Despite the pandemic and the work-from-home trend, the value of Concord’s commercial and industrial property increased by 4%. Residential values, however, increased by 14% overall, a shift of the tax burden from one class of property to another.

“If one base outgrows another in value that base will pay more,” Gerry said. “I can confirm, from anecdotal evidence, since we haven’t done the analysis yet, that on a total basis we see that the properties that saw a really dramatic increase were low-end to mid-level homes, say below the $500,000 range.”

Concord’s assessing department went to great lengths to explain the situation on its website. Under the heading “What’s happening in The City’s Real Estate Market” its assessors offer a primer on real estate assessment and taxation using real-life examples that include photos of recently-sold properties. The second example is a modest home on the city’s west side that was purchased in July of 2019 for $204,000 and, with no improvements, sold 13 months later for $300,000. The new owner of that Penacook Street home will pay $150-plus more per month in property taxes than the previous owner.
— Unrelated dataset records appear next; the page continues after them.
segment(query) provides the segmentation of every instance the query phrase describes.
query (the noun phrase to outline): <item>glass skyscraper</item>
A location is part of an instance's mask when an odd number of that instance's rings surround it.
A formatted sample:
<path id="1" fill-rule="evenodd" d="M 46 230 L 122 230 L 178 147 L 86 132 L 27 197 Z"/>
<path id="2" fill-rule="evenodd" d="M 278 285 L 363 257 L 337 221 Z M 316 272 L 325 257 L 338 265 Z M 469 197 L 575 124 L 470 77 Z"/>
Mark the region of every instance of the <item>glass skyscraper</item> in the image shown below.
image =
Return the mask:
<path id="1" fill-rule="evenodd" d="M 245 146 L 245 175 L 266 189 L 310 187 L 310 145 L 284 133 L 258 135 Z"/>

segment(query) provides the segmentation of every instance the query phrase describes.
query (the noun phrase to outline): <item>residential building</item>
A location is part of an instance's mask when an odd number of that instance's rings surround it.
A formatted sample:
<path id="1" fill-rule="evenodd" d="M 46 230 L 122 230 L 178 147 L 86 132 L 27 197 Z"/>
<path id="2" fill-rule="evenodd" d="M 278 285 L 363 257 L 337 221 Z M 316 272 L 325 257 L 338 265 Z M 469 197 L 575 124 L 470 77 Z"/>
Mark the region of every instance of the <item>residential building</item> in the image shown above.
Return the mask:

What the website doesn’t show is the impact of such sales on the owners of similar properties. Concord adjusts property values annually, so when the value of one type of real estate changes with respect to others bills soon reflect the change. The assessment on a similarly modest home in the same west side neighborhood went up by tens of thousands of dollars in one year though no taxable improvements were made. The increased assessment raised that taxpayer’s bill by nearly $70 per month. Similar tax increases, driven by the demand for affordable housing, presumably hit the owners of most modest homes and condominiums.
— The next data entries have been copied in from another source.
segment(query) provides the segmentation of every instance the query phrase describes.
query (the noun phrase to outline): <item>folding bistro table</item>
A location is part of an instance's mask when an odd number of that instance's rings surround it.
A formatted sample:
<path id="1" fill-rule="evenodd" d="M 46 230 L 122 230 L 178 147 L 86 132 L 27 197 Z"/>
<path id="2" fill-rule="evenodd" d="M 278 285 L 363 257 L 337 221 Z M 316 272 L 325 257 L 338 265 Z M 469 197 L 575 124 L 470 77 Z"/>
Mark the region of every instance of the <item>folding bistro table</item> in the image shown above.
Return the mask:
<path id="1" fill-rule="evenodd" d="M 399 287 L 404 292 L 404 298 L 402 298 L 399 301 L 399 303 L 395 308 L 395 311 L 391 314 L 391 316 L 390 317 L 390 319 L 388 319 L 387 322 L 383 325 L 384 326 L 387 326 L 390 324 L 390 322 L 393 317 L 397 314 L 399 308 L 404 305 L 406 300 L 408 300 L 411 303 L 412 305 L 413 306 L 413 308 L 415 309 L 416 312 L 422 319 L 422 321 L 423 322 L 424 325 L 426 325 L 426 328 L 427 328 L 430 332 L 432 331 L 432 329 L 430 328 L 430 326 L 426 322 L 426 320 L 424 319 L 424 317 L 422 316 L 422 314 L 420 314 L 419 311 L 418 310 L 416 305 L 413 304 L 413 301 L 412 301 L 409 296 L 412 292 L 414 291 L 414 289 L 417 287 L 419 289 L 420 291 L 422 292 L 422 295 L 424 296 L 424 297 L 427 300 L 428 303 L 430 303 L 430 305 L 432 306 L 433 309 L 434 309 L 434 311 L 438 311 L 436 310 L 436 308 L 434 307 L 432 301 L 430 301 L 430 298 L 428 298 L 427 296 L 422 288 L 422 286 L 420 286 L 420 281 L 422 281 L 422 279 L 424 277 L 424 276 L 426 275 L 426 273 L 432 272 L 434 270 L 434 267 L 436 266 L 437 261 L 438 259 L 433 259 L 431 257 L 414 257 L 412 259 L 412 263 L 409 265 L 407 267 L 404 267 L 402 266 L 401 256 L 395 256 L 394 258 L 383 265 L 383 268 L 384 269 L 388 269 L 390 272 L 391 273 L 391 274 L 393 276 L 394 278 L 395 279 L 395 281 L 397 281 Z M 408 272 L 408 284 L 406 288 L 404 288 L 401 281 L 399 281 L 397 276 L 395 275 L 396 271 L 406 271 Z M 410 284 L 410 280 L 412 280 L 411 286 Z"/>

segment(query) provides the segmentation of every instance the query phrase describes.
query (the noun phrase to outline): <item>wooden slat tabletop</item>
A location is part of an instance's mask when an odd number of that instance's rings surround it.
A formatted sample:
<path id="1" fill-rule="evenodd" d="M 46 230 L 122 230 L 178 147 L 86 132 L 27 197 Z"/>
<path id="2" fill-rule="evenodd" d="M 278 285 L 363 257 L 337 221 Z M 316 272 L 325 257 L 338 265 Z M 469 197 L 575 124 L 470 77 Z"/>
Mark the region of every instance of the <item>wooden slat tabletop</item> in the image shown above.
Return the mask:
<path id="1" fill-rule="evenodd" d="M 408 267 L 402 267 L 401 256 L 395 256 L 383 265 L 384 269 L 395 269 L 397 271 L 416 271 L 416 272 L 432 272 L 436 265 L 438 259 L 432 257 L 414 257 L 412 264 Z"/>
Concord, for federal Census purposes, is divided into 12 blocks. Among the information the Census provides is the average annual household income of each block. In 2014, household incomes for Concord blocks ranged from $33,000 on one Heights block to just under $99,000 for the neighborhood above White Park. A cursory comparison of a block’s household income to the assessments on its homes indicates that the owners of modest homes tend to have modest incomes. Those incomes may not easily stretch to pay the tax bills on the newly inflated value of those homes, especially if coupled with drastic winter increases in the cost of heat and power.

New Hampshire has long had a regressive tax structure. “Who Pays – New Hampshire,” a 2018 report by the national Institute on Policy and Taxation, shows the top 1% of the state’s earners paid 3% of their income in state and local taxes, the middle 20% paid 8.1%, and the bottom 20% 9.1%. A big increase in the tax bills on lower-end homes, along with property-tax driven increases in rents, will make the system even more regressive.

It’s too soon to say what the ramifications of the tax burden shift will be. Some homeowners may leave the state and be replaced by people with greater means. That has happened in other real estate markets where the slow fire of gentrification burns. Others will scrimp and find a way to pay. Bigger tax bills sent to a majority of voters, since most people live in homes valued at less than a half-million dollars, could make it harder to pass school and municipal budgets. The inequality between wealthy and poor school districts could increase.

Doug Hall, a former state representative and director of the now-defunct Center for New Hampshire Public Policy Studies, is the treasurer of the New Hampshire School Funding Fairness Project. The group is working to make paying for public education more equitable for students and taxpayers alike. Hall, a veteran of more than four decades of battles over school funding, summed up the situation this way:

“We, the people of New Hampshire, have chosen to distribute the burden of local taxes in proportion to the value of your real estate. We could choose some other basis – maybe all assets or income – but we haven’t. The recent and future changes in your property taxes are exactly what you have asked for if you support the property tax. If you are unhappy, then maybe you should help us choose a different tax base.”

(Ralph Jimenez of Concord is a member of the Monitor’s editorial board.)